Monday, September 03, 2012

Happy Labor Day!

I hope everyone is having a good labor day and I hope everyone knows that labor day isn't just a way to get a day off before we all jump back into our fall schedules -- school, work, the upcoming holidays etc. It's a day to celebrate the greatness of this country and all the people that have worked hard to make this the greatest and most free nation the world has ever seen. The fact that tens of millions of Americans work hard, in their own self-interest in a capitalist society makes everything we enjoy in this country today possible. 

Unions, of course, like to claim Labor Day as their own and they have a different spin on it. I subscribe to the AFL-CIO email updates and thought there had to be an email from the AFL-CIO about Labor Day. Richard Trumka didn't disappoint. Here's part of his Labor Day message. it's actually pretty reasonable for Trumka:

Before you hit your Labor Day parade or cookout, I wanted to recognize the work you do every day to make this country greatand take the chance to say "thank you."

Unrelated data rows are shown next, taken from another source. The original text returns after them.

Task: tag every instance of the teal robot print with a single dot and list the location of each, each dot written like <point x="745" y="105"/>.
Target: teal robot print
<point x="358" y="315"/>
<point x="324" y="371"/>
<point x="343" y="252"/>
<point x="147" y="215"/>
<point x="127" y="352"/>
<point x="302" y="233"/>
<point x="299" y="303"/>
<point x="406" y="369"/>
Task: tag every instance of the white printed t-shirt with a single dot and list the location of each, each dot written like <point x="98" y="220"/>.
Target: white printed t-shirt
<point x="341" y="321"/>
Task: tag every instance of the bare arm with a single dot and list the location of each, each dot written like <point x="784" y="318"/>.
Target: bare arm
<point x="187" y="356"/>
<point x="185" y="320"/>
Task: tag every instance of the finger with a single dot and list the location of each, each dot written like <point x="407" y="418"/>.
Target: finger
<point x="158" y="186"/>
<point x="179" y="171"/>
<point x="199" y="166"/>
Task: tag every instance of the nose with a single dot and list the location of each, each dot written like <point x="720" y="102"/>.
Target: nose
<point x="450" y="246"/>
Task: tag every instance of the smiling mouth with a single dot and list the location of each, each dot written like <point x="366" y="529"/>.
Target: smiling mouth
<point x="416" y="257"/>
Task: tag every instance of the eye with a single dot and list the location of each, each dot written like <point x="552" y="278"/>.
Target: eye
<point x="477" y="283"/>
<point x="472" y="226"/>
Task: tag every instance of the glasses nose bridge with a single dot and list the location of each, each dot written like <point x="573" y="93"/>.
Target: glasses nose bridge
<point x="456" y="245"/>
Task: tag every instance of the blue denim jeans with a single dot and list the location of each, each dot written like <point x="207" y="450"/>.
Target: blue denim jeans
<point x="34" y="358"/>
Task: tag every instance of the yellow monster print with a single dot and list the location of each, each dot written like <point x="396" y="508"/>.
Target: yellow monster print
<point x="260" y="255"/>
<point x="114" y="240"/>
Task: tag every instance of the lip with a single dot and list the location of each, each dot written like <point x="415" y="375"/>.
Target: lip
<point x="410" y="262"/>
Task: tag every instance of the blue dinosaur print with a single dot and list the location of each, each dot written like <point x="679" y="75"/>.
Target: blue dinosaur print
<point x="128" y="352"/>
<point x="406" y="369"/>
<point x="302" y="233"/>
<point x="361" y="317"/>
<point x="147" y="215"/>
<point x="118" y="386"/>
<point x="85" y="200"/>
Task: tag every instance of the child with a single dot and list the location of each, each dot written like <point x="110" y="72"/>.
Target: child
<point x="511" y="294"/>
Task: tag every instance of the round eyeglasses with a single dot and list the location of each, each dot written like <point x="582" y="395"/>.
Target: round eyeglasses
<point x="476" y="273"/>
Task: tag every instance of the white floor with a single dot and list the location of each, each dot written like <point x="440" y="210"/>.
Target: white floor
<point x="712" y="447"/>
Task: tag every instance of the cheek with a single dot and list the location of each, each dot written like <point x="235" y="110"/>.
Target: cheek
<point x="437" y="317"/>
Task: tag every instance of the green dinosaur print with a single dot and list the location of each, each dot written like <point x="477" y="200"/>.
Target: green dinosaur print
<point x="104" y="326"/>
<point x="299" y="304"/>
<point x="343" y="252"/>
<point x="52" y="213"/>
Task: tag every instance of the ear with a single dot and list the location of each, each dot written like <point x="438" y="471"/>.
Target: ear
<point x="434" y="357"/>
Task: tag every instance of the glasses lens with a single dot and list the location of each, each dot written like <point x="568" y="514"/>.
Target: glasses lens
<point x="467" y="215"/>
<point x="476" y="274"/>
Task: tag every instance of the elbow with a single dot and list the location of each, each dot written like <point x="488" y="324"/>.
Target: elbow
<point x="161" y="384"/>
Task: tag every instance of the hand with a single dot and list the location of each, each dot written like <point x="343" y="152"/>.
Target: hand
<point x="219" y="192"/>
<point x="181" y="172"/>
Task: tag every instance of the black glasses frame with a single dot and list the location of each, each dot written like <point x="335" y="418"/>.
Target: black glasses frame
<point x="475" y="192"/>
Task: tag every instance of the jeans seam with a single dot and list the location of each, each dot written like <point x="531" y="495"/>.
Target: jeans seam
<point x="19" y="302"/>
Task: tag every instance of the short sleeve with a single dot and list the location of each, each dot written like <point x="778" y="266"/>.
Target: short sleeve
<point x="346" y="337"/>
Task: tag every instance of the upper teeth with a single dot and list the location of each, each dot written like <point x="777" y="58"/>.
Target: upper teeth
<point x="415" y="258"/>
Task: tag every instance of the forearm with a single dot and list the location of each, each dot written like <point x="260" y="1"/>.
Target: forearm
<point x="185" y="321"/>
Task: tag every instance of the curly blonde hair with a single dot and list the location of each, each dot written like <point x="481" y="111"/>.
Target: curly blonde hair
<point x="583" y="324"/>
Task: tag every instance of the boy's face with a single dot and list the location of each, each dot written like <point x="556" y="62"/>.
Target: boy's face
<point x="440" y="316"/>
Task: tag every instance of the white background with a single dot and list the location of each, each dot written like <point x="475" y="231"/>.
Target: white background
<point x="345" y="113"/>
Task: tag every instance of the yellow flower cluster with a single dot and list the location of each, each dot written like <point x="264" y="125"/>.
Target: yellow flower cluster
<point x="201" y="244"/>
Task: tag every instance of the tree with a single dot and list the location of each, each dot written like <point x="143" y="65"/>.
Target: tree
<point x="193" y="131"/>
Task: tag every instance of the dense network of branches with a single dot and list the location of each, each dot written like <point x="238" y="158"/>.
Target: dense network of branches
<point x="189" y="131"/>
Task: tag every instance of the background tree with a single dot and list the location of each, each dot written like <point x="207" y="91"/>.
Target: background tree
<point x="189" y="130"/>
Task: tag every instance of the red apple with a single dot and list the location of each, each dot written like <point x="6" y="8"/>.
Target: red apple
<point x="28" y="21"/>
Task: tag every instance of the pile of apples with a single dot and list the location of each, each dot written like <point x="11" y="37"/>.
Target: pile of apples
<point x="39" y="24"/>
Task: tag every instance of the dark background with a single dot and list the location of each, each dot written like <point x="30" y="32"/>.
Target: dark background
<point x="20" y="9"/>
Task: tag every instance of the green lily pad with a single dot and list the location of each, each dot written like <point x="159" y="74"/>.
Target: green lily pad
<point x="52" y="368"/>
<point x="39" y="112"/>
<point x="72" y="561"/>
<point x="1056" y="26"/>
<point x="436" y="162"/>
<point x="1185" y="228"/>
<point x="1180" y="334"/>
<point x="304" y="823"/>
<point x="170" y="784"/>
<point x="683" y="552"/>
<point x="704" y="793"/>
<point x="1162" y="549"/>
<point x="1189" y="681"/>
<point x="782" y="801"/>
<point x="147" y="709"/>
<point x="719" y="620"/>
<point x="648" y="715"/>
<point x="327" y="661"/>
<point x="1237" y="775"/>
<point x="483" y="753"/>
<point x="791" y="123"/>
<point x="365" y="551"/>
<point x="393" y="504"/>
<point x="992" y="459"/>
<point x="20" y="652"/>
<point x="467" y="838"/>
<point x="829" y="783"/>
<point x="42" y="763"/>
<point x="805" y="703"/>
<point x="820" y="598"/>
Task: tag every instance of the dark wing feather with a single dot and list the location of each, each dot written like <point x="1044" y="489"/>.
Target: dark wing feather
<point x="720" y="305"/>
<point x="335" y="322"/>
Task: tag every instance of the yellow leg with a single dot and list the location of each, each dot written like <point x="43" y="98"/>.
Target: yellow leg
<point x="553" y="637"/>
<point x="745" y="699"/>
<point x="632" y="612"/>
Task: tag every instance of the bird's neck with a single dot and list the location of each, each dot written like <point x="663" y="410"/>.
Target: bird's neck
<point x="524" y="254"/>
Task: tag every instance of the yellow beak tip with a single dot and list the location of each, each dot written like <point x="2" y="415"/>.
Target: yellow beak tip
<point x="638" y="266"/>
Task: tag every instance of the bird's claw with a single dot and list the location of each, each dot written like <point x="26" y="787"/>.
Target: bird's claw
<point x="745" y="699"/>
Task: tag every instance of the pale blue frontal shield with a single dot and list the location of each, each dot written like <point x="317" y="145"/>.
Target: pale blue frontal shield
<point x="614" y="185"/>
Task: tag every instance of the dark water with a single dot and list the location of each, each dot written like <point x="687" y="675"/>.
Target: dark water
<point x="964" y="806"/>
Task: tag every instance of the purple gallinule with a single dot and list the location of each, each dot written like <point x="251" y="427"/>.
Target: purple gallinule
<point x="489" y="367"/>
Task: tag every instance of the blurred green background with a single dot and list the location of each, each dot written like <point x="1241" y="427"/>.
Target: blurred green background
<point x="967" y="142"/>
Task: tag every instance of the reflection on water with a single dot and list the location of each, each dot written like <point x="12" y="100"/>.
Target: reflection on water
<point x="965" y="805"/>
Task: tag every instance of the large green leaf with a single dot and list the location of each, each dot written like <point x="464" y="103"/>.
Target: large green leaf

It’s America’s workers who built this country, make it run and keep it going.


First of all, I'm management so I don't think Trumka really wants to recognize the work I do. Because if you listen to Trumka, management are a bunch of evil bastards who sit around and figure out how to make life miserable for "workers". The only kind of management Trumka approves of is union management.  But that aside, I agree that American workers are the best in the world and they do indeed keep this country running. But American workers work mainly because some entrepreneur, whether it was Henry Ford or Thomas Edison, or Bill Gates or Ray Kroc or the guy who owns the little janitorial business or pharmacy in your town, put everything they had on the line for their dream. Most of them didn't know whether or not they would make it -- in fact many don't and most have tough times before their businesses finally take off. But every business, large and small, began as someone's dream. And those dreams spawned opportunities for others.

I know that I owe everything I have today, as does every other employee in this country, to someone who had a vision and made that vision work for them and for the people they ended up employing. They gave those people a chance to develop, grow, prove their worth and contribute to the vision. When Bill Gates started tinkering in his parent's garage, he probably never imagined that his dream would eventually grow into a huge corporation that employed hundreds of thousands of people. He was just pursuing his dream. And his dream gave tens of thousands of other people the opportunity to pursue their dream, whatever that dream might be.  

While we honor American "workers" today, let's not forget those hard-working entrepreneurs who put everything they had on the line and gave America's "workers" the opportunity to work and by doing so pursue their dreams.